Tenho achado muito interessante, principalmente por ver retratado um mundo que, à primeira vista, não vejo reflectido no meu local de trabalho. Isto não pela incorrecção do livro (quem sou eu para o afirmar!), mas sim pelas características particulares de um organismo público, que tem sido o meu emprego há vários anos. Por outro lado, a minha posição particular (sem competências de chefia) distorce a visão que tenho do sistema ou, pelo menos, não me permite vislumbrar alguns dos conceitos que li.
A segmentação da organização é por demais evidente, dando origem às referidas capelinhas. Os objectivos locais ultrapassam assim os da organização, que permanecem num manto de mistério para funcionários do meu nível. Como tal, a única abordagem que poderia fazer era a de considerar o meu departamento como «O» sistema. Outro aspecto evidente é a abundância da imposição como forma de chefia, talvez por ser intencional esse esconder do caminho a seguir.
A inércia dos funcionários é notória e, do meu ponto de vista, perfeitamente compreensível. Repare-se:
1. Não temos uma noção clara dos objectivos da organização. Será porventura pura e simplesmente político, ou seja, abstracto e oscilante, conforme o governo;
2. Não há incentivos nem esforços de motivação dos funcionários. Parte-se do princípio que estão todos nas designadas gaiolas douradas e, como tal, acomodados. Ou seja, incentiva-se a inércia;
3. Raramente se observam orientações superiores (administração) que transpareçam mais do que a necessidade de resolver questões pontuais e muitas vezes mesquinhas.
Tudo isto transmite a ideia de que o que se espera do funcionário é, apenas, o manter a máquina em funcionamento. Como tal, a simples ideia de mudança ou agente de mudança é algo estranha para quem vive neste mundo. Porquê fazê-lo? O que se ganha com isso? Seria apenas um movimento quixotesco?
Peço desculpa pelo evidente desordenado das ideias, mas são reflexões em cima da leitura e muito perto do sono... :D
Decerto direi (ou postarei) mais qualquer coisa à medida que for digerindo o livro e os conceitos. (...) Para já, estou a achar muito interessante, já que me abre os olhos para o que não vejo à minha volta, passe o paradoxo... :)
Abraço
Mário Nogueira"
Mário,
Entendo perfeitamente essa sensação. Mas posso garantir que a sensação de lutarmos contra moinhos de vento não é exclusiva dos D. Quixotes dos organismos públicos.
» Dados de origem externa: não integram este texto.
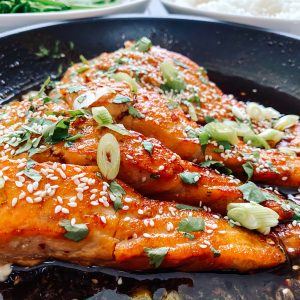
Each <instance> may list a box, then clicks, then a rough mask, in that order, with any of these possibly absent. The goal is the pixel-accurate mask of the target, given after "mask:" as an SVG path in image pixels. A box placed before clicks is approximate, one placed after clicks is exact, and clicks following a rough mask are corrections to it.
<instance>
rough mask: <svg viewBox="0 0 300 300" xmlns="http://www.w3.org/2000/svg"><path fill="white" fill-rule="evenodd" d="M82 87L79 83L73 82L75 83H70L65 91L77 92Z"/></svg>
mask: <svg viewBox="0 0 300 300" xmlns="http://www.w3.org/2000/svg"><path fill="white" fill-rule="evenodd" d="M82 89H83V86H82V85H81V84H75V85H71V86H69V87H68V88H67V91H68V92H69V93H77V92H79V91H81V90H82Z"/></svg>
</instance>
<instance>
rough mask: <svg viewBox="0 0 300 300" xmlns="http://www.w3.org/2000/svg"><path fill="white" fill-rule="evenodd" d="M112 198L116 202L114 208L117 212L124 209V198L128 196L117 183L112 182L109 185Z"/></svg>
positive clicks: (114, 181)
mask: <svg viewBox="0 0 300 300" xmlns="http://www.w3.org/2000/svg"><path fill="white" fill-rule="evenodd" d="M109 190H110V197H111V200H112V201H113V202H114V208H115V210H116V211H118V210H120V209H122V207H123V204H122V201H121V200H122V196H123V195H125V194H126V192H125V190H124V189H123V188H122V187H121V186H120V185H119V184H118V183H117V182H116V181H112V182H111V183H110V185H109Z"/></svg>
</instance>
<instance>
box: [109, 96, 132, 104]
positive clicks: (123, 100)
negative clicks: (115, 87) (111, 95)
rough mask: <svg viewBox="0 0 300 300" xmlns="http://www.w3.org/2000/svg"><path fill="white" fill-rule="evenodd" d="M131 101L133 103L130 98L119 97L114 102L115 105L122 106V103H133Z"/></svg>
mask: <svg viewBox="0 0 300 300" xmlns="http://www.w3.org/2000/svg"><path fill="white" fill-rule="evenodd" d="M131 101H132V99H130V98H129V97H126V96H122V95H118V96H116V97H115V99H114V100H113V103H116V104H122V103H127V102H131Z"/></svg>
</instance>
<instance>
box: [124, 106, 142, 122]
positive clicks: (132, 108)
mask: <svg viewBox="0 0 300 300" xmlns="http://www.w3.org/2000/svg"><path fill="white" fill-rule="evenodd" d="M128 112H129V114H130V115H131V116H133V117H134V118H138V119H143V118H145V115H144V114H142V113H141V112H140V111H139V110H137V109H136V108H135V107H134V106H132V105H130V106H129V107H128Z"/></svg>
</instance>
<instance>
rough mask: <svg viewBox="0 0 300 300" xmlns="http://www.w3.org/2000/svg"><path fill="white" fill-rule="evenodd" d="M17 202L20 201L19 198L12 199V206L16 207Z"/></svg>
mask: <svg viewBox="0 0 300 300" xmlns="http://www.w3.org/2000/svg"><path fill="white" fill-rule="evenodd" d="M17 202H18V198H13V199H12V201H11V206H12V207H15V206H16V204H17Z"/></svg>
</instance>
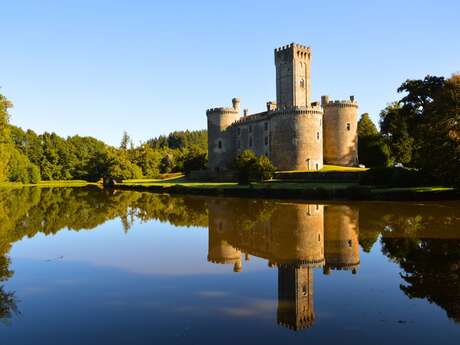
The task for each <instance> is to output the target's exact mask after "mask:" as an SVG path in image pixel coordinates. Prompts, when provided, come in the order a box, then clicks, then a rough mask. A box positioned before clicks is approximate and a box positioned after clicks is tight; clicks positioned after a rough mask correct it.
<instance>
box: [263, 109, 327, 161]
mask: <svg viewBox="0 0 460 345" xmlns="http://www.w3.org/2000/svg"><path fill="white" fill-rule="evenodd" d="M322 121H323V110H322V109H321V107H320V106H313V107H302V108H291V109H284V110H278V111H277V112H276V113H275V114H273V115H272V118H271V130H272V131H271V147H270V151H271V156H270V158H271V160H272V162H273V164H274V165H275V166H276V167H277V168H278V169H279V170H320V169H322V167H323V129H322Z"/></svg>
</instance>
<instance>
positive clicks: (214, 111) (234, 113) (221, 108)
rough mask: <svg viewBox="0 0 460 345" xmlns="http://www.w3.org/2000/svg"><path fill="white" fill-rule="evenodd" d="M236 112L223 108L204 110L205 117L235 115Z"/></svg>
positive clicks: (226, 108) (230, 109)
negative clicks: (208, 115) (217, 115)
mask: <svg viewBox="0 0 460 345" xmlns="http://www.w3.org/2000/svg"><path fill="white" fill-rule="evenodd" d="M235 113H238V111H237V110H236V109H235V108H225V107H217V108H210V109H207V110H206V115H210V114H235Z"/></svg>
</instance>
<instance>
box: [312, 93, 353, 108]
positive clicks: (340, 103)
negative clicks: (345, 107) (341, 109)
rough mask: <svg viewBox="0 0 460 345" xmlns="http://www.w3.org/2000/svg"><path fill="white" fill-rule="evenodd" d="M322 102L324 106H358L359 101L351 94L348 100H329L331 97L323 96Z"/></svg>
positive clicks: (342, 106) (323, 105) (333, 106)
mask: <svg viewBox="0 0 460 345" xmlns="http://www.w3.org/2000/svg"><path fill="white" fill-rule="evenodd" d="M321 103H322V106H323V107H341V108H343V107H354V108H358V102H357V101H356V100H355V97H354V96H350V99H347V100H335V101H332V100H329V97H327V96H323V97H321Z"/></svg>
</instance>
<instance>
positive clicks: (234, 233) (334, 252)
mask: <svg viewBox="0 0 460 345" xmlns="http://www.w3.org/2000/svg"><path fill="white" fill-rule="evenodd" d="M244 210H246V211H244ZM208 212H209V218H208V221H209V223H208V229H209V237H208V240H209V242H208V246H209V247H208V261H209V262H212V263H215V264H226V265H232V266H233V271H235V272H241V271H243V268H244V267H243V264H244V262H243V259H242V258H244V261H248V260H250V257H251V256H254V257H258V258H262V259H266V260H268V265H269V266H270V267H272V268H274V269H276V270H277V271H278V308H277V323H278V324H279V325H281V326H283V327H287V328H289V329H291V330H295V331H298V330H301V329H304V328H307V327H310V326H312V325H313V324H314V322H315V310H314V286H313V285H314V270H315V269H318V268H321V267H322V268H323V273H324V274H325V275H330V274H331V273H332V272H333V271H336V270H347V271H350V272H351V273H353V274H355V273H356V272H357V269H358V268H359V265H360V254H359V240H358V239H359V210H358V208H357V207H356V206H348V205H338V204H337V205H335V204H331V205H312V204H298V203H297V204H293V203H289V202H280V203H276V205H275V206H273V207H269V208H268V209H265V208H264V207H263V202H260V201H259V202H257V201H256V202H254V200H245V201H241V200H238V199H232V198H221V199H215V200H214V201H213V203H212V204H209V205H208Z"/></svg>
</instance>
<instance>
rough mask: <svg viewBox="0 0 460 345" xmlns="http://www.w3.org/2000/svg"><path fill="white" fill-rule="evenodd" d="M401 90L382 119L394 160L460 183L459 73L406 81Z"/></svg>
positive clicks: (438, 176)
mask: <svg viewBox="0 0 460 345" xmlns="http://www.w3.org/2000/svg"><path fill="white" fill-rule="evenodd" d="M398 92H404V93H405V96H404V97H402V98H401V99H400V100H399V101H398V102H397V103H393V104H391V105H390V106H388V107H387V108H386V109H385V110H384V111H382V113H381V122H380V125H381V129H382V133H383V134H384V137H385V140H386V142H387V143H388V145H389V147H390V151H391V154H392V156H393V158H394V160H395V161H396V162H400V163H403V164H404V165H407V166H410V167H415V168H418V169H422V170H423V171H425V173H426V174H429V175H432V176H437V177H440V178H441V179H442V182H443V183H445V184H448V185H452V186H460V175H459V174H458V171H459V169H460V76H458V75H454V76H452V77H451V78H450V79H448V80H445V79H444V78H443V77H434V76H427V77H425V78H424V79H423V80H407V81H406V82H404V83H403V84H402V85H401V87H400V88H399V89H398Z"/></svg>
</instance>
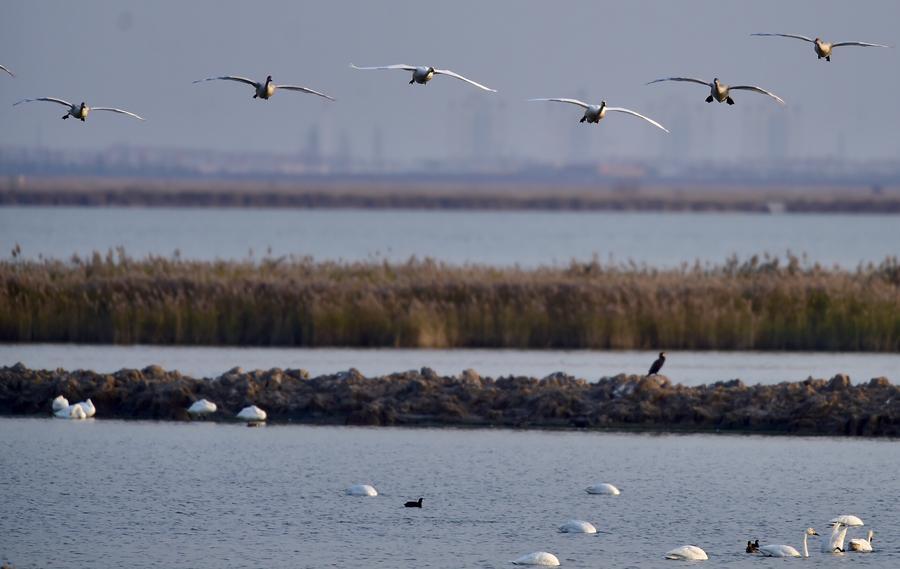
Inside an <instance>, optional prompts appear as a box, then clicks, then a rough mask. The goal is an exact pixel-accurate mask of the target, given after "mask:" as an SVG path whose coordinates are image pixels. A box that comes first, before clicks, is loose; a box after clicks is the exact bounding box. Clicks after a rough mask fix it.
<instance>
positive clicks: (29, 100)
mask: <svg viewBox="0 0 900 569" xmlns="http://www.w3.org/2000/svg"><path fill="white" fill-rule="evenodd" d="M34 101H47V102H50V103H59V104H60V105H63V106H65V107H69V112H67V113H66V114H64V115H63V116H62V118H63V120H65V119H67V118H69V117H72V118H76V119H81V122H84V121H85V119H87V116H88V113H90V112H91V111H112V112H114V113H120V114H123V115H128V116H130V117H134V118H136V119H138V120H144V119H143V118H142V117H139V116H137V115H136V114H134V113H130V112H128V111H125V110H122V109H116V108H113V107H89V106H87V105H86V104H84V102H82V103H81V105H73V104H72V103H70V102H68V101H63V100H62V99H57V98H56V97H39V98H37V99H22V100H21V101H19V102H18V103H13V106H14V107H15V106H16V105H20V104H22V103H32V102H34Z"/></svg>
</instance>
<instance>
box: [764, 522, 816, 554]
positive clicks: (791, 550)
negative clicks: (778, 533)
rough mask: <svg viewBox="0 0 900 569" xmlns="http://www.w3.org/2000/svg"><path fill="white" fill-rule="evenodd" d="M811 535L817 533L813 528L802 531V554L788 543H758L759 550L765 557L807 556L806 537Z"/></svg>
mask: <svg viewBox="0 0 900 569" xmlns="http://www.w3.org/2000/svg"><path fill="white" fill-rule="evenodd" d="M811 535H819V534H818V533H816V530H814V529H813V528H806V531H805V532H803V555H802V556H801V555H800V552H798V551H797V550H796V549H794V548H793V547H791V546H790V545H760V546H759V552H760V553H761V554H763V555H764V556H766V557H809V548H808V547H807V545H806V539H807V538H808V537H809V536H811Z"/></svg>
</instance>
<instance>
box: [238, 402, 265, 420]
mask: <svg viewBox="0 0 900 569" xmlns="http://www.w3.org/2000/svg"><path fill="white" fill-rule="evenodd" d="M266 417H267V415H266V412H265V411H263V410H262V409H260V408H259V407H257V406H256V405H250V406H249V407H244V408H243V409H241V411H240V412H239V413H238V414H237V418H238V419H242V420H244V421H265V420H266Z"/></svg>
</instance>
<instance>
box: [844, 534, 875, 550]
mask: <svg viewBox="0 0 900 569" xmlns="http://www.w3.org/2000/svg"><path fill="white" fill-rule="evenodd" d="M873 539H875V532H874V531H872V530H869V535H868V537H867V538H866V539H863V538H861V537H855V538H853V539H851V540H850V547H849V548H848V551H859V552H862V553H868V552H870V551H872V540H873Z"/></svg>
E aproveito para dar o exemplo de um conterrâneo meu (cariense, portanto), João Amaral Tomás, actual secretário de Estado dos Assuntos Fiscais e a quem muitos chamam «o pai do IVA» (quem se recorda dos esclarecimentos que passavam na televisão, todos os dias, antes da implementação deste imposto em Portugal?). É um quadro da administração fiscal. No início dos anos 90 esteve no gabinete do então secretário de Estado dos Assuntos Fiscais Oliveira e Costa. Desde 1993 até 2002, foi conselheiro para os assuntos financeiros da representação do Governo português em Bruxelas (Reper). Em Outubro de 2001, foi renovada a requisição à DGCI para, em comissão de serviço de três anos, exercer o cargo de conselheiro económico da Embaixada de Portugal em Londres. Mas mês e meio depois, Rudolfo Lavrador, o secretário de Estado do Tesouro e das Finanças de Oliveira Martins, nomeou-o para as funções de assessoria técnica, com efeitos desde Setembro de 2001, ou seja, antes da nomeação para Londres. Em Março de 2002, o ministro Oliveira Martins louvou-o em despacho, pela sua "inteligência e lealdade". Em 2003, já no mandato do Governo Durão Barroso, Amaral Tomás passou a adjunto do secretário de Estado dos Assuntos Europeus, Carlos Costa Neves, em cujas funções se manteve até Novembro de 2004, ou seja, já no mandato de Santana Lopes [fonte: Público].
Para mim, com o trabalho que está a ajudar a desenvolver e implementar na área fiscal, começando a dar credibilidade e a impor aos contribuintes (indivíduos e empresas) algum respeito pela máquina fiscal, o João Amaral Tomás é um exemplo a seguir de agente de mudança na «organização pública». Com o detalhe de ser de Caria (o que não é de somenos importância, para quem se queixa da interioridade).